Another long weekend, what bliss! I stitched a Hallowe'en ornament from my first rust attempts. I basted around the pumpkin magnet I'd used and then quilted it with an outline stitch over some old prequilted calico I had. Then I folded the edges under and slip stitched it to a piece of black felt with a scalloped edge. I added a knot of orange floss in each scallop and a buttonholed hang tie. The flash made this a little brighter than the actual piece.
I also stitched a pulled thread ornament and did some other fun things I'll write about later on. Right now I'm all about the rust.
Saturday night I sat out in the grass in back of the garage, with gloves and a mask, and unrolled the rusty fabric. Here are some final pictures of the fabric before I unrolled it. The bottom of the container sure was sludgy.
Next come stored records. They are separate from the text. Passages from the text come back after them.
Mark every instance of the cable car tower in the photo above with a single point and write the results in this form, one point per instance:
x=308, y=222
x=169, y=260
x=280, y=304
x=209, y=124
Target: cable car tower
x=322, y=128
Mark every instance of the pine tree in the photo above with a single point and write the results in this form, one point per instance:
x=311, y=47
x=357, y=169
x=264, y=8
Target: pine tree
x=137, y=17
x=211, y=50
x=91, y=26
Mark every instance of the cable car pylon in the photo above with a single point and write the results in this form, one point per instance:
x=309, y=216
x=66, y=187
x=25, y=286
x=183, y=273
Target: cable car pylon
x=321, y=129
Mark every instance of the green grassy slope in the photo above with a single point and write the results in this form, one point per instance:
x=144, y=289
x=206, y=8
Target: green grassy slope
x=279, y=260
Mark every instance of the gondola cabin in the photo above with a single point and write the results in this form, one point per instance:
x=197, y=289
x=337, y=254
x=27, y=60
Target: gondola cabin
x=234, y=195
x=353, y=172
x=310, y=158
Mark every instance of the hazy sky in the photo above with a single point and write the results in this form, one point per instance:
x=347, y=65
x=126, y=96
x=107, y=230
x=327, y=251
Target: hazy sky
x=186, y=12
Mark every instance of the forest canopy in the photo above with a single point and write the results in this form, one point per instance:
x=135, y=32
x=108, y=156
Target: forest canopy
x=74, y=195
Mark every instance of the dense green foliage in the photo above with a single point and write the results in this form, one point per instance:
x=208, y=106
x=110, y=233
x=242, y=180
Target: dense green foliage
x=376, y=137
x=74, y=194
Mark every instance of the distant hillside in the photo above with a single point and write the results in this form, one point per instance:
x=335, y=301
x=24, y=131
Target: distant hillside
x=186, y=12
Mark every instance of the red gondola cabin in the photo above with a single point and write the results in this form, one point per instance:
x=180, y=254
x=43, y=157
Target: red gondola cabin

I slowly unrolled the wire, wrapping it around a bottle to keep it for next time. Then as the sludge drained into coffee filters (to clear the water and also save that lovely rust for future use), I unrolled the fabric and picked off bits of rusty steel wool. Those went into a container to save, too. I rinsed out the box and then placed my semi-cleaned fabric in it and added clear water and rinsed it around.
It's a good thing coffee filters are cheap--the rust really clogs them up and I used quite a few filtering the container water and then the rinse water. I'm using quart-sized yogurt containers for filtering, rinsing and storage and I began layering a clean, dry filter with a rust clogged one as I went along. Later on I laid them out on a box top to dry.
I swished my fabric around in the rinse water and picked off more pieces of steel wool. I had wrapped two pieces of fabric on my tubing so I had multiple layers of copper wire and steel wool. After the first rinse I filtered the water and then rinsed the fabric again.
I took the whole mess inside then, to the utility tub, and thoroughly rinsed out the box, the water container, strainer and the fabric. Then I hung the fabric to dry. Taa-daa! These pictures are the first fabric, front and back. The fronts are a little different from the backs.
Here's the second fabric piece,
front and back.
I may try another batch and let it rust in the basement. Doing it outdoors is definitely a summer thing. I like that it took about a week to rust because that fits my schedule--set it up one week, rinse the next. It would go quicker in the heat of the summer.
I'm certainly noticing rust everywhere. We did some antiquing on Friday and I noticed I was hunting the shop for rusty objects--something I definitely would have bypassed in the past! Didn't see any this time.